Hal yang terakhir ini kelihatan benar dalam jalannya revolusi Filipina, dibelakangnya peristiwa Bonaficio. Entah karena ia sudah merasa lemah di lapangan militer melawan Amerika, entah karena keduanya kaum borjuis Filipina yang ingin damai, entah karena keduanya, maka Presiden Aguinaldo sudah lama mengadakan perhubungan (rahasia) dengan Amerika. Aquinaldo sudah siap sedia menerima kemerdekaan Filipina yang kurang dari 100%. 
Mabini sudah lama gelisah tentang ini. Mabini adalah seorang ahli Yuris, yang banyak memusingkan kepala laksamana Amerika dalam perdebatan tentang kemerdekaan dan undang-undang internasional, dan tetap berpendirian merebut kemerdekaan 100%. Tetapi karena sebenarnya Mabini baru memasuki gelanggang revolusi dan mungkin juga berhubung dengan terganggunya kesehatannya “subleme paralytic” orang lumpuh yang luhur, menteri luar negeri Filipina ini, belum bisa mendalamkan paham serta pengaruhnya di kalangan rakyat. Setelah pecah kabar, bahwa Aguinaldo hendak mengadakan perdamaian atas perjanjian yang merugikan atas Filipina merdeka, maka ia sebagai Menteri Luar Negeri, mengucapkan, bahwa perdamaian semacam itu adalah tanggungan Aguinaldo sendiri. Jadi bukannya dengan persetujuan Menteri Luar Negeri, ataupun dengan persetujuan rakyat. Sekian Mabini!
Apabila terdengar kabar, bahwa Aguinaldo, terpedaya dan ditangkap oleh salah satu rombongan militer Amerika, maka orang Lumpuh Luhur kian kemari menjumpai dan mengobarkan semangat pasukan dan pemimpin gerilya, untuk meneruskan perjuangan.

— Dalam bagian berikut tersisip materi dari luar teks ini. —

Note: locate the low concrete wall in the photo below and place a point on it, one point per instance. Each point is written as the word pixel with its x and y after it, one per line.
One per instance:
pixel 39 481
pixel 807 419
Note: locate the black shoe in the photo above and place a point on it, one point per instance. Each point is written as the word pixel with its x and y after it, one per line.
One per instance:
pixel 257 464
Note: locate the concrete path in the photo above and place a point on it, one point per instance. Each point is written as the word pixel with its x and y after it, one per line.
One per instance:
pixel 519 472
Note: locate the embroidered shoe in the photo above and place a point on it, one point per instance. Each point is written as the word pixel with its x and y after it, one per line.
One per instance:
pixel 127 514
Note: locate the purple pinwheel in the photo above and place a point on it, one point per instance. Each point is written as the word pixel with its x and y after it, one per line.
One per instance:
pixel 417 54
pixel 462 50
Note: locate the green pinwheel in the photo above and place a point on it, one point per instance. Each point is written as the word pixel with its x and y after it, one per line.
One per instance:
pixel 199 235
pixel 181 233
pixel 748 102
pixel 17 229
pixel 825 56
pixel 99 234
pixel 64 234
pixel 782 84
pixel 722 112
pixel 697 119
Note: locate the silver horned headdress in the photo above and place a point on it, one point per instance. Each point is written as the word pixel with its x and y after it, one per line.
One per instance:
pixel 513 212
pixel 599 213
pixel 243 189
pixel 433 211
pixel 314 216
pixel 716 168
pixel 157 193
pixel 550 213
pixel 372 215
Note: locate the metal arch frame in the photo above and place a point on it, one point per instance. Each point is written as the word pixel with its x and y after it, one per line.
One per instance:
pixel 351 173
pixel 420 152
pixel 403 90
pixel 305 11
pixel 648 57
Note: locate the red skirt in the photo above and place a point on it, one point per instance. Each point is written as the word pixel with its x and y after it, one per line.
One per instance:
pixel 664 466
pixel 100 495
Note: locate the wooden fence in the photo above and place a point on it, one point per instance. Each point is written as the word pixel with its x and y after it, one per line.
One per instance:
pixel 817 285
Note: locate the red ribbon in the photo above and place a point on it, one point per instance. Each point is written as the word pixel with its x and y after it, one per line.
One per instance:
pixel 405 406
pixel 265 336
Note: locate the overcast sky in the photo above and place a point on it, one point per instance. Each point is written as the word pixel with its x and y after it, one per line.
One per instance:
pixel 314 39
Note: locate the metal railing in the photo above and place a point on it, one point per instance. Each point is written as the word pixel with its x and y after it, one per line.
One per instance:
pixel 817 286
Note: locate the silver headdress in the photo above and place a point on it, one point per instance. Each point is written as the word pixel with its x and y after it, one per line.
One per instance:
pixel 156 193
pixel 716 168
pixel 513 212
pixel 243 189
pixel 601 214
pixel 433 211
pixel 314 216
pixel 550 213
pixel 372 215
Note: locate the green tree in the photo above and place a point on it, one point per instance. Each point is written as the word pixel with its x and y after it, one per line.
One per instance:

 Terkepung pada satu rumah tani bersama-sama kaum gerilya berpakaian tani, maka opsir pemimpin rombongan Amerika berteriak memerintahkan “Semua orang dalam rumah mesti berdiri”. Yang tiada bisa berdiri, ialah orang Lumpuh Luhur, Menteri Luar Negeri Republik Filipina yang pertama, Mabini segera dikenal dan ditangkap.
Aguinaldo, Presiden Revolusi Filipina, pada masa itu (1901) baru berumur lebih kurang 30 tahun, bersumpah kepada pemerintah Amerika tiada akan mencampuri politik, selama bendera Amerika berkibar di Filipina. Dengan subsidi yang besar setiap tahun, presiden pertama di Republik, yang pertama pula timbul di Asia, sampai sekarang hidup dengan damai di tengah ribuan Veteran Revolusi, yang oleh pemerintah Amerika diizinkan melakukan ulang tahunnya.
Mabini dengan ratusan teman seperjuangan yang tak mau bersumpah setia kepada bendera Amerika dibuang ke pulau Guam, yang diamasa itu penuh wabah penyakit dan meninggal di sana.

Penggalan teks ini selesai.